After thinking a little bit about it, I realized that this was exactly the type of thing I would love to share with the Community. In the end, Jupyter and the vast majority of the Data Science ecosystem is open source, many of the tools I was interested in parsing were open source, and therefore sharing our work with the Community was natural.

That's how the idea of the ds4n6_lib library was born.

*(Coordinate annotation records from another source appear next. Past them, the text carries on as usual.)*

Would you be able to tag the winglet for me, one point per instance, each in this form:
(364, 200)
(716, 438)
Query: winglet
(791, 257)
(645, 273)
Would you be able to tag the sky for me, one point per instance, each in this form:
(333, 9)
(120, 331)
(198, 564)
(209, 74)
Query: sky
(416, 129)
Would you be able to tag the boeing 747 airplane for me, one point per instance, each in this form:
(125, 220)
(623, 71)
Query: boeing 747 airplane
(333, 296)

The ds4n6_library would grow immensely later on, in terms of providing harmonization and advanced-while-easy-to-use analysis capabilities, way beyond the original data ingestion initially required.

The DS4N6 Iniative

I decided to ask fellow Forensicators if they knew the Jupyter/pandas ecosystem, and I found out that that many had heard about it but did not know how this could be of use or how it worked. One of them told me: “Well, I don't know very much about it, but I believe Jupyter is a web interface where you enter python commands, right?”.

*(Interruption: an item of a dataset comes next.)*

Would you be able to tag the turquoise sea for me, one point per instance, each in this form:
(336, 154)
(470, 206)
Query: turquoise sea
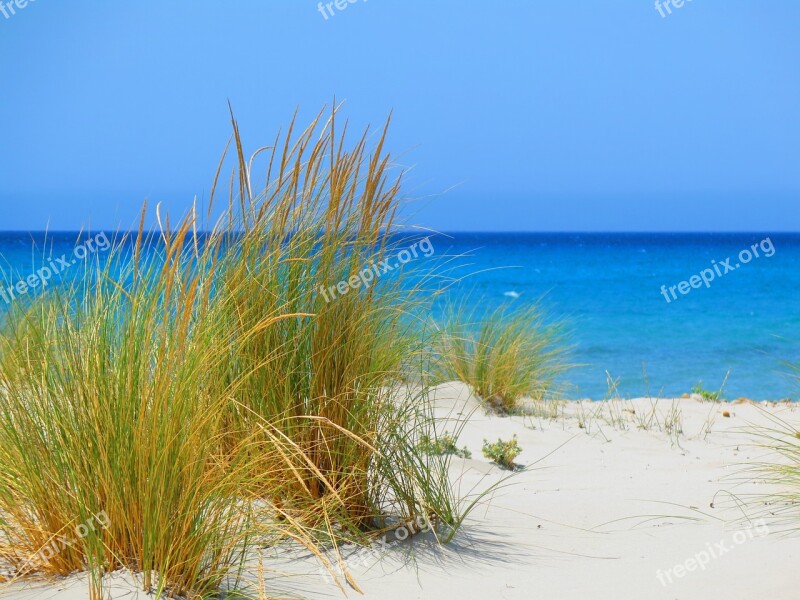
(607, 287)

And that somehow struck me. Well, it was technically true that Jupyter is an interface where you run “python” commands, and pandas is indeed written in python. But pandas or matplotlib are not really python itself. I mean, even if you don't have a clue of python, you can easily do pandas. I was surprised to learn that the pandas community is more than 10M users, and many of them are researchers with very little python knowledge. Actually, I've seen pandas notebooks created by primary/secondary school students, so it definitely couldn't be very difficult.

Then I realized that what I really wanted to do was helping Forensicators to jump into Data Science, for that would open a new world of analysis possibilities for them. And the more Forensicators in the Data Science Community, the cooler analysis techniques we would be able develop!

This was not only about creating a library, it was about facilitating the transition from the traditional forensics world to the new Data Science DFIR world.

And that's how the DS4N6 Initiative was born, with the Mission to “Bring Data Science & Artificial Intelligence to the fingertips of the average Forensicator and promote advances in the field”.

The SANS DFIR Summit 2020: “Data Science for DFIR - The Force Awakens”

As it is often the case, you need some motivation and focus to make things work at the right pace, since otherwise you are always caught in your daily routine which sucks every minute you have.

Often times presenting at a relevant conference gives you the required “push” to get things moving at the right speed (at least that's how it works for me). Therefore I submitted a talk to the SANS DFIR US conference, which was accepted. The clock started ticking!

At this point, with a clear mind of what I wanted to do, I involved my team at One eSecurity. We launched the ds4n6.io website, our @ds4n6_io Twitter account, our github repo, Youtube channel, etc.

Then, I made my presentation at the SANS DFIR Summit!

It was received well, I got a lot of positive feedback, but I also realized that Forensicators still saw it as too difficult and complicated, they didn't see it as something they could use right away. And in a sense it was true: the ds4n6 library, while operational, was just a Proof of Concept. And there was still was a very big gap in terms of bridging the DFIR world with the DS/AI world. We really needed to work much harder to do things muuuuuch easier.

And after that… well I'm afraid you didn't hear from us in quite a long time. Please read on to understand why.

[This is Part I of a 2-part blog post series. Please Click Here for Part II of this post]

References

[1] Kristinn Gudjonsson, of plaso/Timesketch/picatrix fame, was specifically talking about it during the SANS DFIR Summit EU 2019. And there are references to it as far back as 2015, like this paper, DFIR Analysis and Reporting Improvements with Scientific Notebook Software, by Ben S. Knowles.
[2] The Threat Hunter Playbook project, by Roberto Rodriguez, makes profuse use of notebooks, but mostly oriented to event log analysis. Michael Cohen also published a couple of papers on how to use notebooks for Velocirraptor post-processing. And more recently picatrix by Kristinn Gudjonsson to interact with Timesketch.